"The downturn in industry looks set to deepen," said Capital Economics' senior China economist Julian Evans-Pritchard, with thermal coal prices still climbing.
This has come at the same time as China's property sector has faced increasing pressure to rein in its debt.
The most notable example, the China Evergrande Group, owes more than $300bn and finds itself on the brink of default.
Another property developer Fantasia defaulted while Sinic Holdings has warned it is at risk of going down the same path, sparking fears of wider problems.
"The slowdown in the property sector will affect the activities of firms in areas such as construction contracting, building materials, and home furnishing," said Yue Su from the Economist Intelligence Unit.
Despite this, China's central bank has downplayed the risk of contagion over the weekend, breaking its silence on the crisis.

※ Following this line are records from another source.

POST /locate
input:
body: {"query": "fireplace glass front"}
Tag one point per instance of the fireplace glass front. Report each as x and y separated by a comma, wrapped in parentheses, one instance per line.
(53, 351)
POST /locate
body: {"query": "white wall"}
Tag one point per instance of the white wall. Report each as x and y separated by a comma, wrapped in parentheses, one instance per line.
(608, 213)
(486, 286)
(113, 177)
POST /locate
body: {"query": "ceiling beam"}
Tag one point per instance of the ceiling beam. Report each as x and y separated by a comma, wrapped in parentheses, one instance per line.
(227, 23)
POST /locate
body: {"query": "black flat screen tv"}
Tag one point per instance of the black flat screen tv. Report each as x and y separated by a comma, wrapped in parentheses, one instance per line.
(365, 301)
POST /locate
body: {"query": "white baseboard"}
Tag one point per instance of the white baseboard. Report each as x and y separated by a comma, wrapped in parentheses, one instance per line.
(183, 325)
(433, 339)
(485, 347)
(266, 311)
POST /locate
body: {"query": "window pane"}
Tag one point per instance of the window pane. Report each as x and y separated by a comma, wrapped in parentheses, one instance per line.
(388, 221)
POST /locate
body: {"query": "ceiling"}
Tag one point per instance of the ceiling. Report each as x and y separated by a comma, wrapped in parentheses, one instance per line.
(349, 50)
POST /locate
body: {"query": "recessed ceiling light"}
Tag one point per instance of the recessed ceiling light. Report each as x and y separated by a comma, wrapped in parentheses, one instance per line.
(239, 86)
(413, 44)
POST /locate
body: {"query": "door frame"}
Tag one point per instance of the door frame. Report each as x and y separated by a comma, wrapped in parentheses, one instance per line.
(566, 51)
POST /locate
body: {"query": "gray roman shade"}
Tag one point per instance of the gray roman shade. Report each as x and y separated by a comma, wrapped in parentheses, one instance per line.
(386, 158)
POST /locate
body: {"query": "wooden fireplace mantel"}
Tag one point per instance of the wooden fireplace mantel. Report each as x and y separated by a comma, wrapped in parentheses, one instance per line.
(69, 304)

Evergrande's "financial liabilities make up less than one-third of its total liabilities, and the creditors are diverse," said Zou Lan, a director at the People's Bank of China.
"Individual financial institutions are not at high risk exposure to Evergrande. Its spillover risks on the financial industry are overall controllable."
Woei Chen Ho, an economist at United Overseas Bank in Singapore, says the energy crunch and crackdown on the property sector means the bank is likely to downgrade its growth forecast for China for the year.
"The numbers are actually much weaker than what we thought. I think in the fourth quarter it will be even slower because we will see more impact from the energy crunch."